The final technique that I use caters for websites that may not have set up Google+ authorship on their guest posts – which is fairly common within niches outside of digital marketing.

One commonality that nearly all guest posts share is an author bio. As well as this, most blogs will have an author archives page that lists all of the posts from any given author.

Whenever we’re trying to follow a paper-trail, it’s these commonalities that become important, and it’s here where we call on one of my favourite tools – Scrapebox.

Note: If you haven’t got a copy of Scrapebox then you can adapt this technique to use within Google search.
Alternatively, you can pick up a copy for the reduced rate of $57 via this link (I have no affiliation with Scrapebox). If you don’t know much about Scrapebox then be sure to read Jacob King’s excellent guide on the software that covers pretty much every aspect of using it.

Step 1: The first thing that is needed for this technique is to find a little information from our list influential authors.

We need to find information that they regularly state within their author bios, and a prime target for this is either their job title/company or their personal blog – this is where we can create our first footprint:

intext:"SEO & Social Media Strategist at Wow Internet"

The above footprint is my own job title which, like many others, I state within my Twitter bio. Luckily for us, we’ve pulled off the Twitter bios for all the influential targets we found via Followerwonk.

This should, when searched for, display a list of websites where I’ve disclosed this line within my author bio.

Alongside this footprint, we can search for the author archive pages that our list of authors have featured within.

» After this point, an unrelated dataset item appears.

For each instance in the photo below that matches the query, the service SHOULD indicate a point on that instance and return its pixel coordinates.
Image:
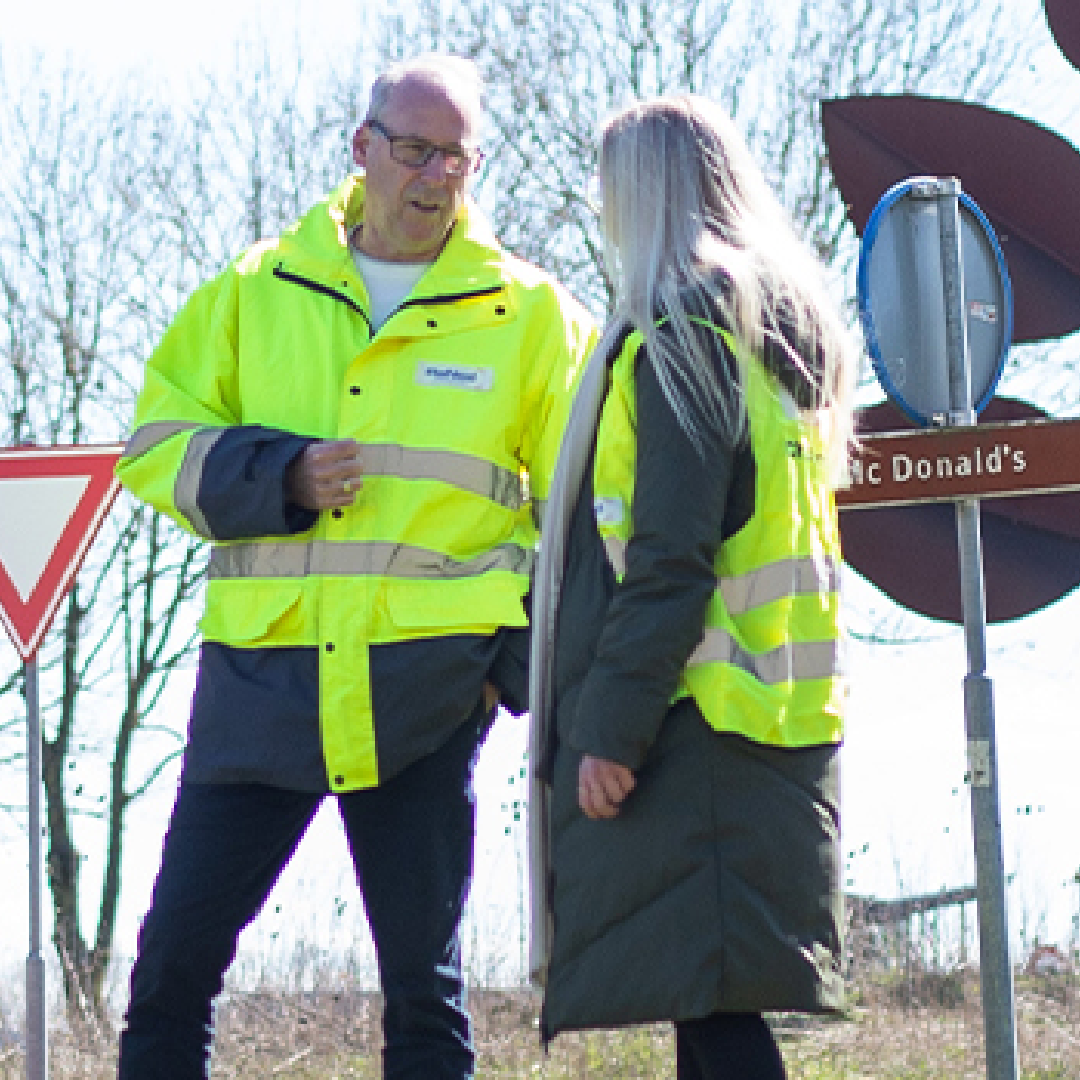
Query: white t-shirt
(388, 283)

Most WordPress author archive pages follow a syntax of “%authorname%, Author”, so we could use the following footprint to find author archive pages that I’ve appeared within:

intitle:"Matthew Barby, Author"

Step 2: Once I’ve put together my list of footprints, I add these into ScrapeBox so that I can search for a load of the different author’s guest posts at once, saving me loads of time.

Finding guest post 06

From just a 20 second wait and eight different footprints related to four different authors, I’ve managed to gather 1,154 URLs.

The next thing I’ll do is filter out the duplicate URLs within ScrapeBox and export all of them into an Excel spreadsheet.

An hour’s work here can result in some seriously good link prospects – give it a try and let me know how you get on!